The setup
Safety evals test whether a system respects product and policy boundaries under realistic and adversarial conditions. They are not a single "toxicity" score. They cover privacy, harmful instructions, unsafe tool use, over-refusal, and policy-specific edge cases.
Picture this
Mental model
Use threat models. What can the model say, reveal, trigger, or enable? Which failures are annoying, harmful, illegal, or irreversible? Each severity tier deserves different eval depth and rollout constraints.
Good
The good version turns policy text into labeled examples, includes benign requests that should not be refused, and tracks both false allows and false blocks. It uses red-team examples as stress tests, not as the entire dataset.
Bad
The bad version runs a generic toxicity classifier and declares safety solved. It misses privacy leakage, unsafe tool execution, and over-refusal. But hey, the dashboard has a shield icon, so civilization is saved.
Ugly
The ugly reality is that new abuse patterns arrive after launch.

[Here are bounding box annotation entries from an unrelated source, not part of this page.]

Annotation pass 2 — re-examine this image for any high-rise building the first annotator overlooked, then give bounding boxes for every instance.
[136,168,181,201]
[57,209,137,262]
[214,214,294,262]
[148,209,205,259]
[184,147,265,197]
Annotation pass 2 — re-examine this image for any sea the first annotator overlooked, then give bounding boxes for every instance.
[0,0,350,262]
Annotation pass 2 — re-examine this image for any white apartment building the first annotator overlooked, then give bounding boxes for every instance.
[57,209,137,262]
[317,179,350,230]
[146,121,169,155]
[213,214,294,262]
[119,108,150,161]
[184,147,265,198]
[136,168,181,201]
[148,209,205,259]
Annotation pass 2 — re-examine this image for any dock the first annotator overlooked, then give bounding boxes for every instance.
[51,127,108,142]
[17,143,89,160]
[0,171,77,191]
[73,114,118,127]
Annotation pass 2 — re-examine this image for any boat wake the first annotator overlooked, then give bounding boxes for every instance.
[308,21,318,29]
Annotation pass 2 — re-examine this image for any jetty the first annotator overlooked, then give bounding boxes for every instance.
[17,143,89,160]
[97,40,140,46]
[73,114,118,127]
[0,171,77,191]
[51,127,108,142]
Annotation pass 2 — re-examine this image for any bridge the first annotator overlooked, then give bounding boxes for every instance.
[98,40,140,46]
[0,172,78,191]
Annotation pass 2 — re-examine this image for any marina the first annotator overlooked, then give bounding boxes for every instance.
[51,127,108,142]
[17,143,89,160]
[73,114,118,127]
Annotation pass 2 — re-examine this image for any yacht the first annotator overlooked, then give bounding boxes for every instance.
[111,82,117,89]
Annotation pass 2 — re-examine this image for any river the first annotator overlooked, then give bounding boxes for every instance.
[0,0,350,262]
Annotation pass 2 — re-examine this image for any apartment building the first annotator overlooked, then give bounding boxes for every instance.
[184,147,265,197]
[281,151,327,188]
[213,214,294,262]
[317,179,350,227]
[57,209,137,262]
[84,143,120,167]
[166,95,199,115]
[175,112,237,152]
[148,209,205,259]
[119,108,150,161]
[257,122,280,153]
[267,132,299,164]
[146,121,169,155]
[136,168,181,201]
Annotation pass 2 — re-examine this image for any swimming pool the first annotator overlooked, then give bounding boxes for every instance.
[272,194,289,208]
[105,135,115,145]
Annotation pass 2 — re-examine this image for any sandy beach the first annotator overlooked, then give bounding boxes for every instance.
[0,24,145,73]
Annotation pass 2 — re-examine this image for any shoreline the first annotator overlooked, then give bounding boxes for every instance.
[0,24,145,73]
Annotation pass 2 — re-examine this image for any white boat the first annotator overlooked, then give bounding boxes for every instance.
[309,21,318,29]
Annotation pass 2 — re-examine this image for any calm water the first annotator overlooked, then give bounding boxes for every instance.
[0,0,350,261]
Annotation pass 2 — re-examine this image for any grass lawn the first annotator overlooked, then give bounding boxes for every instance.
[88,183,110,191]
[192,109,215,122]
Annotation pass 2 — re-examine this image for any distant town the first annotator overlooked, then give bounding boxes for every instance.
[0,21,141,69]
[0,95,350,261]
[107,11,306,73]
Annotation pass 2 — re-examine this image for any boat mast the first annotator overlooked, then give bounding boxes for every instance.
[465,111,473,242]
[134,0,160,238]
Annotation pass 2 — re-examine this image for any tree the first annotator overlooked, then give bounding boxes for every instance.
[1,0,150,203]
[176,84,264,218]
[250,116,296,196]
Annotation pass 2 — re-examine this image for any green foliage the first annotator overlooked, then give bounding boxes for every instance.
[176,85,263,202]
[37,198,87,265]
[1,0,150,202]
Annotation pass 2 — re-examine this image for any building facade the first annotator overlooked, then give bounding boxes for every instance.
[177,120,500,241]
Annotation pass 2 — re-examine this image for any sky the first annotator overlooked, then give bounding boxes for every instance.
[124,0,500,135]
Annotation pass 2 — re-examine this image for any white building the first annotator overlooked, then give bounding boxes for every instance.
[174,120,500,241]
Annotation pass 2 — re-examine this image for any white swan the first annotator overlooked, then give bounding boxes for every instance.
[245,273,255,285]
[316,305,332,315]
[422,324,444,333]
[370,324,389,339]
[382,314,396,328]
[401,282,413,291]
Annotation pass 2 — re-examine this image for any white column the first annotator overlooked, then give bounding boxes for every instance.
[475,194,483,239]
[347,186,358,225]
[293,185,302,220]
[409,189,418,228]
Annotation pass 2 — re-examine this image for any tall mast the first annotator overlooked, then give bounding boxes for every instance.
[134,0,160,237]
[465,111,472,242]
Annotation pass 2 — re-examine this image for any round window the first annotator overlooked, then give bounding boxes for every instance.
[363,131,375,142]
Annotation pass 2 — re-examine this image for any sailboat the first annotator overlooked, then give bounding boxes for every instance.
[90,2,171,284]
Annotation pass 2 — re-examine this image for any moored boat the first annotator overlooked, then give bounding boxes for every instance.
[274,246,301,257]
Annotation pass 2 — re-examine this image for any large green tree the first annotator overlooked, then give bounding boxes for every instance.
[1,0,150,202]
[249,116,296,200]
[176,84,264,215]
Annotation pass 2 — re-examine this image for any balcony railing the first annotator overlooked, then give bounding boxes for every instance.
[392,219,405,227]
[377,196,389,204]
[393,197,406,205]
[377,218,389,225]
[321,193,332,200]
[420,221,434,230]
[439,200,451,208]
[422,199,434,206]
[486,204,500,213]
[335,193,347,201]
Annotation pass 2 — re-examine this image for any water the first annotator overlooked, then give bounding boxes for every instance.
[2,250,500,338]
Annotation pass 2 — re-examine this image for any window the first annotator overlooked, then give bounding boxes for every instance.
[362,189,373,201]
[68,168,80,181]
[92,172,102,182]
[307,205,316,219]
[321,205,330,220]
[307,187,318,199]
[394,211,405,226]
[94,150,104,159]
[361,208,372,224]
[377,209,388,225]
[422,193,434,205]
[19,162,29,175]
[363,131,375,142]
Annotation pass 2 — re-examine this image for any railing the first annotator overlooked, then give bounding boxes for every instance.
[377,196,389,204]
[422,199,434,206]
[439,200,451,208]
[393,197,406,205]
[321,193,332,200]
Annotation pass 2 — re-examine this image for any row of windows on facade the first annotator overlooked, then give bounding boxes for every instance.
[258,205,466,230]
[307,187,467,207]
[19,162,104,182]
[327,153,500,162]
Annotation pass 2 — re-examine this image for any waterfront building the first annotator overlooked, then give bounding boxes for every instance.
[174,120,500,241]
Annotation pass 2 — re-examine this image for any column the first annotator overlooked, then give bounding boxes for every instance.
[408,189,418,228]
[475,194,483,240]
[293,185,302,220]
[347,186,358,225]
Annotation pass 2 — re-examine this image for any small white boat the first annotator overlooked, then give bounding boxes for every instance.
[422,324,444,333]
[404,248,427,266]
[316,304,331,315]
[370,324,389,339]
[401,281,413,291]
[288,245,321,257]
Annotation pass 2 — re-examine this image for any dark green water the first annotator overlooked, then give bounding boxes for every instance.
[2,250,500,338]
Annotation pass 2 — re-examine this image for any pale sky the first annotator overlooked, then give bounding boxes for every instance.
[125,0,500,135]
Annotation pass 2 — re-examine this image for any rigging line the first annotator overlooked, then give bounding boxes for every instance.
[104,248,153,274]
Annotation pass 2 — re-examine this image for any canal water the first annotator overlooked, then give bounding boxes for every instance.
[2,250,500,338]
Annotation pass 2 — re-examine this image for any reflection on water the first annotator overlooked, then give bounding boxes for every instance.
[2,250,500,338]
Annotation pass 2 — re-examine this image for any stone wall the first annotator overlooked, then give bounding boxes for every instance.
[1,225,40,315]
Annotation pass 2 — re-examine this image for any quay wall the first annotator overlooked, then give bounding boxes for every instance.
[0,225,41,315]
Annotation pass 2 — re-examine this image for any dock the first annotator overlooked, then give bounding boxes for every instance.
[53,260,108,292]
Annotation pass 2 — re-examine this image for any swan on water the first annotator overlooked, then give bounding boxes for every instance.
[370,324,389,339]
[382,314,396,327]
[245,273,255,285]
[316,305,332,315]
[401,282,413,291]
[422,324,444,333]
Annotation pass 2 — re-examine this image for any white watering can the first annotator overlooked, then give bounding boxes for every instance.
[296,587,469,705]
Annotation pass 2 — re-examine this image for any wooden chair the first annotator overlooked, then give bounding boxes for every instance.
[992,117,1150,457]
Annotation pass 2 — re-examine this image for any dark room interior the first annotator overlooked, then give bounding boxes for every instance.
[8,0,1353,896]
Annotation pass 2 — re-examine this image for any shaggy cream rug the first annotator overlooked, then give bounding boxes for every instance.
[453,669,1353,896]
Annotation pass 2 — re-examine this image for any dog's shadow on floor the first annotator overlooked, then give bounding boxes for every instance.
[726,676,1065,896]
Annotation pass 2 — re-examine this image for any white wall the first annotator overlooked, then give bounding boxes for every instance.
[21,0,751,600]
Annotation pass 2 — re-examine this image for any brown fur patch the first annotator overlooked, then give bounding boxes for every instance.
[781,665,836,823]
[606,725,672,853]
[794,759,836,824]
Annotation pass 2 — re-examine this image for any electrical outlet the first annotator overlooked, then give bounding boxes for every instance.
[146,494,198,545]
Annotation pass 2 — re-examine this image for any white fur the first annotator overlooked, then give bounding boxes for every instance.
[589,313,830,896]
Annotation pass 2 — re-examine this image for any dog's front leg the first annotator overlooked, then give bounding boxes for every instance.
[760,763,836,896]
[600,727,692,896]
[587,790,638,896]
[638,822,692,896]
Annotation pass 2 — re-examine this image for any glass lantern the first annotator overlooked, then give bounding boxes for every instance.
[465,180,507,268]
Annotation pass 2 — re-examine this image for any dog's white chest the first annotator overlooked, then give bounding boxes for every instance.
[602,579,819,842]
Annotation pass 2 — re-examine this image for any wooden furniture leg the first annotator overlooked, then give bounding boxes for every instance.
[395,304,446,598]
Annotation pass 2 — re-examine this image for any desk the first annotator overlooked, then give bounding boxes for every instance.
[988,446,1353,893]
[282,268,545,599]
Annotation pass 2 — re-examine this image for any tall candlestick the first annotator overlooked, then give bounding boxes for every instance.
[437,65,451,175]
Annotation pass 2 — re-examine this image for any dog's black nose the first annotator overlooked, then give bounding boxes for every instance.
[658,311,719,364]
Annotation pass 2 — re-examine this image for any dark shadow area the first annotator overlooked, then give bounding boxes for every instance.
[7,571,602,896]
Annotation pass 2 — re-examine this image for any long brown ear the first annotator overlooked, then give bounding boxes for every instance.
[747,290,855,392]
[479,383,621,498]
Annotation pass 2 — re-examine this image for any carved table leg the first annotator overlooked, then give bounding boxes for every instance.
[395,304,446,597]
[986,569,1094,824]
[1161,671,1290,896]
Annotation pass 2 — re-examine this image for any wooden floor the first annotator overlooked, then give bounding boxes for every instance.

Safety evals need monitoring, user-report loops, and a way to promote incidents into regression tests quickly.
Artifact to produce
Write a policy eval matrix: policy rule, allowed examples, disallowed examples, severity, expected behavior, and escalation owner.
Policy review
| Question | Why it matters |
|---|---|
| Which policy rule maps to each example? | Policy text needs executable cases. |
| Are over-refusals tested? | Safety also means helping legitimate users. |
| How do incidents enter regression coverage? | New abuse patterns should harden the suite. |
Chapter takeaway
Safety evals do not prove the absence of harm. They prove you looked for named harms with enough discipline to learn something.